Identify Source Type and Origin: The first step is to determine the type and origin of the data source. This could be an external source like IFS, where data is automatically loaded into a container by a third party, or an internal source that we can directly access, such as the HubSpot API or a SharePoint list.
Data Ingestion and Storage:
Pipeline Execution: Run a dedicated pipeline for each data source (e.g., IFS, HubSpot, SharePoint) to transfer the data from its source into the bronze container in Parquet format. Parquet is chosen for its storage efficiency and improved data processing performance.
Data Archiving: The data from each source is also archived within the bronze container to ensure a backup is available for any future reference or reprocessing needs.
Data Staging:
Bronze to Staging Pipeline: Trigger the bronze-to-staging pipeline to move data from the bronze container into the staging database. This process is automated to ensure that the staging database is consistently updated with fresh data.
View Creation:
Field Requirement Gathering: Engage in discussions with the customer to understand their specific field requirements. This may involve joining data from multiple tables to ensure all necessary fields are included.
SQL Query Development: Write an SQL query to generate the required view based on the customer’s needs. This query will define how data is extracted and presented in the final view.
Automated Deployment:
DevOps Integration: Once the SQL query is finalized, commit it to the DevOps repository. This action triggers an automated release pipeline that deploys the latest queries to a container, preparing them for use by the snapshot pipeline.

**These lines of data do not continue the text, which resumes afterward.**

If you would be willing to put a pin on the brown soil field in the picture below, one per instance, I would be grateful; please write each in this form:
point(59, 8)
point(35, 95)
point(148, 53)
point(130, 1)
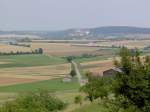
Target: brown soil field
point(28, 74)
point(9, 81)
point(63, 49)
point(97, 67)
point(128, 43)
point(11, 48)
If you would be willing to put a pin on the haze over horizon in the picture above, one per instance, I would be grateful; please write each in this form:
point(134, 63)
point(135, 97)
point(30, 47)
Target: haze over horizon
point(66, 14)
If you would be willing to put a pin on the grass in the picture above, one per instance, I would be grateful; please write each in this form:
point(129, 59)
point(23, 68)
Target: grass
point(111, 52)
point(93, 107)
point(81, 60)
point(29, 60)
point(50, 85)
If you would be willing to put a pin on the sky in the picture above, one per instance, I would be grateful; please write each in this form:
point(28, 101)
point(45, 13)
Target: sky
point(65, 14)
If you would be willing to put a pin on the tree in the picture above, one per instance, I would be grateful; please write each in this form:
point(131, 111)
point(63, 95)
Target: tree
point(40, 51)
point(133, 84)
point(78, 100)
point(95, 88)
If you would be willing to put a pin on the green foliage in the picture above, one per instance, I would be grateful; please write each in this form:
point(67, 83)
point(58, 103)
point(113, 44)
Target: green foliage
point(73, 73)
point(95, 88)
point(78, 100)
point(34, 102)
point(133, 84)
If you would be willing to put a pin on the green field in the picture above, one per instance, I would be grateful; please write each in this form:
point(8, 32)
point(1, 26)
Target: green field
point(111, 52)
point(93, 107)
point(50, 85)
point(81, 60)
point(29, 60)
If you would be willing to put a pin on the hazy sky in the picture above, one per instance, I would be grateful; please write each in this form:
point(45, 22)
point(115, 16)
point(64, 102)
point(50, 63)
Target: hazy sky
point(64, 14)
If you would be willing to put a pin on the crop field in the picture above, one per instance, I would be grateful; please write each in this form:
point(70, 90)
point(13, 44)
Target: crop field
point(97, 67)
point(50, 85)
point(28, 60)
point(5, 48)
point(9, 76)
point(16, 69)
point(63, 49)
point(128, 43)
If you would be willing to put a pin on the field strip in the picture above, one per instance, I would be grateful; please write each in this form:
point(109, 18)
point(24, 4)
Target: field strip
point(16, 75)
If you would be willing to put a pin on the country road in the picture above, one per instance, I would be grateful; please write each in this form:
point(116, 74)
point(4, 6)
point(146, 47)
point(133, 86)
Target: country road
point(77, 73)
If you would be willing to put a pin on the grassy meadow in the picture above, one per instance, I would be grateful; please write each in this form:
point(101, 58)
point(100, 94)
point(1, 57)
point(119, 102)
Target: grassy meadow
point(29, 60)
point(50, 85)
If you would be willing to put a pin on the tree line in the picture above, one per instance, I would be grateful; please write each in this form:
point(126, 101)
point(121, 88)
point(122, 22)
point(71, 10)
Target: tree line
point(126, 91)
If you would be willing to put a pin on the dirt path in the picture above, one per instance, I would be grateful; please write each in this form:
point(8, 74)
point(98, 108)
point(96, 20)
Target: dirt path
point(81, 81)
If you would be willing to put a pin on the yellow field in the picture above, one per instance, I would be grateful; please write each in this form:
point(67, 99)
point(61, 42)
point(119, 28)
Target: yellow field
point(128, 43)
point(9, 76)
point(97, 67)
point(62, 49)
point(5, 48)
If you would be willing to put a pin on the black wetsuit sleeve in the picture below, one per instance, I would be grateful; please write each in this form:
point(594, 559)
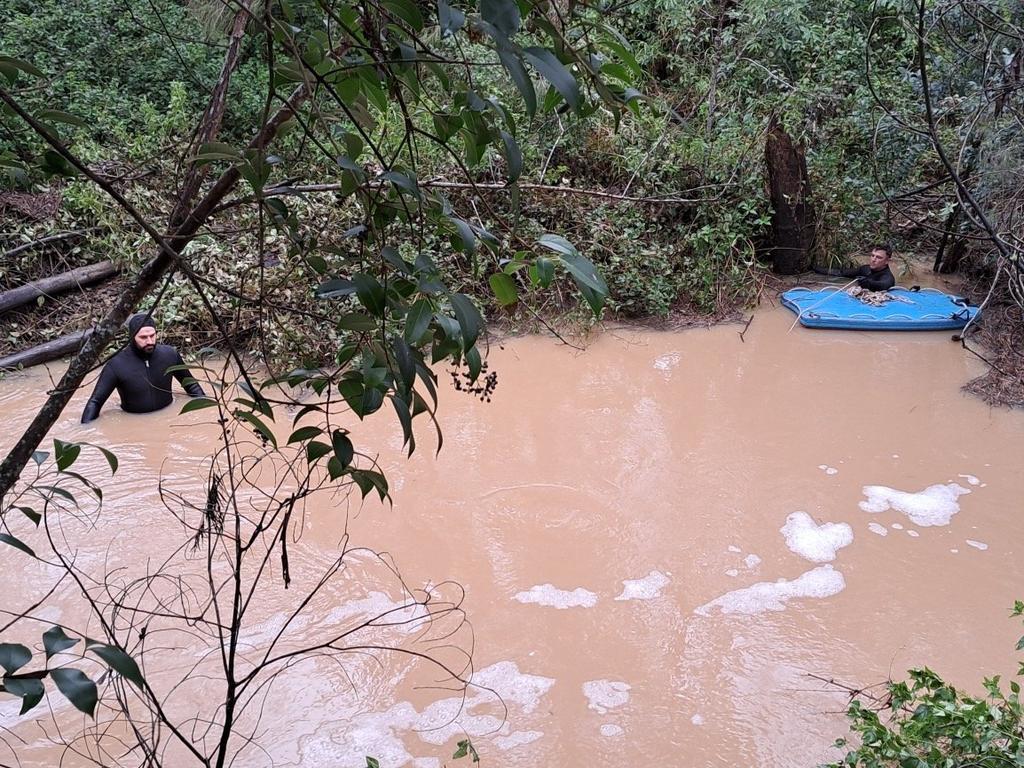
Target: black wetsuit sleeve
point(184, 376)
point(880, 281)
point(104, 387)
point(855, 271)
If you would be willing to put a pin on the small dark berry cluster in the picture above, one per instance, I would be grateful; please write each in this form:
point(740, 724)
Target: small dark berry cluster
point(483, 386)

Snapshot Creation and Storage:
Snapshot Pipeline Execution: The snapshot pipeline executes the committed SQL queries to create data snapshots. These snapshots are then transferred to the gold container and ultimately stored in the global Data Warehouse (DWH) under the snp schema.
Power BI Integration: The snapshots are now available for use in Power BI reports through the Exec get.myview command, allowing for real-time data analysis and reporting.